I studied il2cpp_codegen_get_field_data and found that the data pointer points to the readonly memory read from global-metadata.dat.
I know that global-metadata.dat can skip the C++ re-generation due to the change of the string literals.
In contrast to the change of the string literals, the change of the static byte array data always causes C++ re-generation.

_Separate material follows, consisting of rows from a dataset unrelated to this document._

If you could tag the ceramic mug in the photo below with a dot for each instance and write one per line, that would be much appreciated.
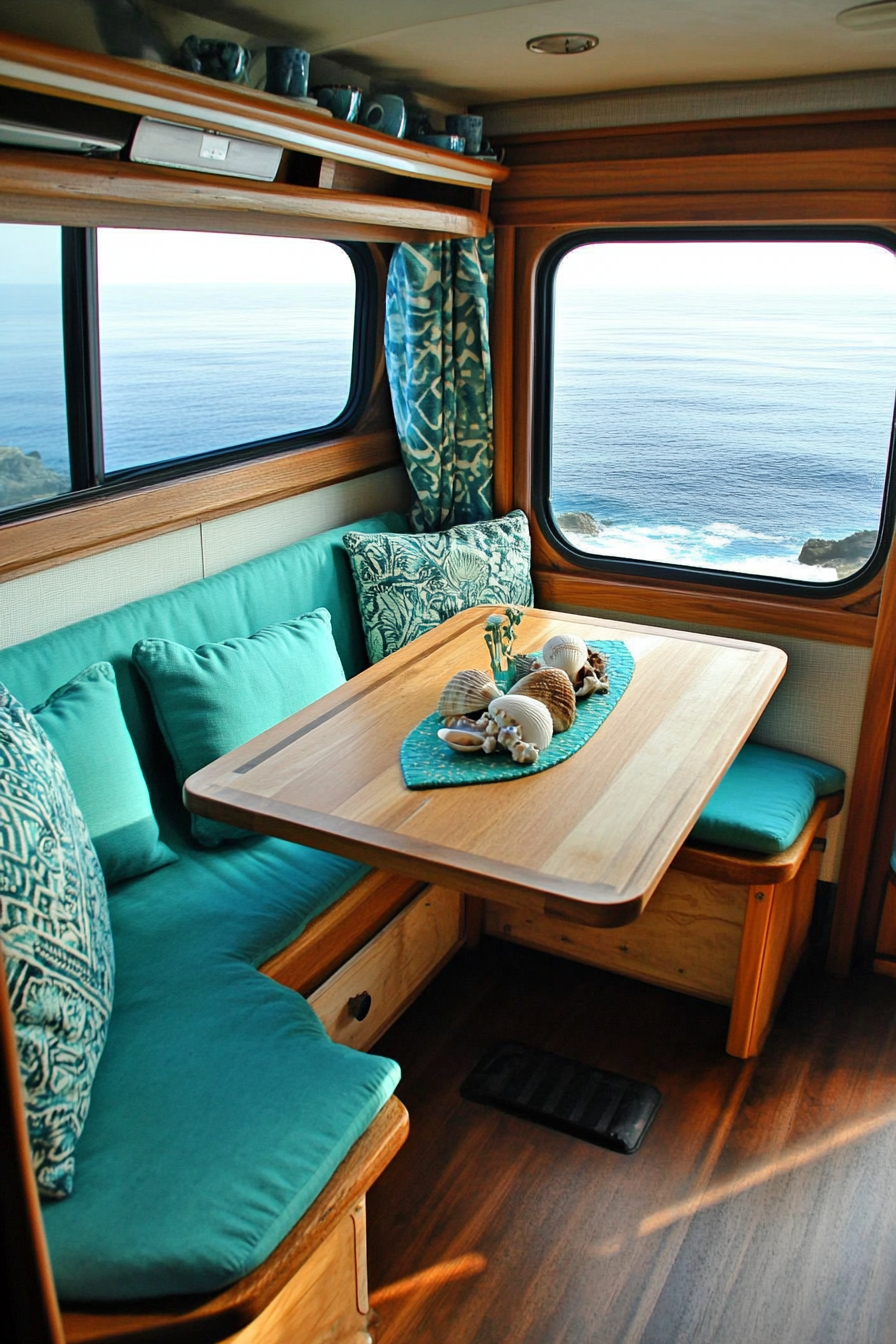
(384, 113)
(288, 71)
(344, 101)
(469, 127)
(216, 59)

The Roslyn compiler generates the name due to the array content. See: roslyn/src/Compilers/Core/Portable/CodeGen/PrivateImplementationDetails.cs at cf55f3a58e47298426fa971d3bd9d8857c746c65 · dotnet/roslyn · GitHub
The field name is named by the hash algorithm.
The change of the field name causes C++ code re-generation.
Since there is a C++ code re-generation, it is a good chance to embed static byte array in the C++ codes.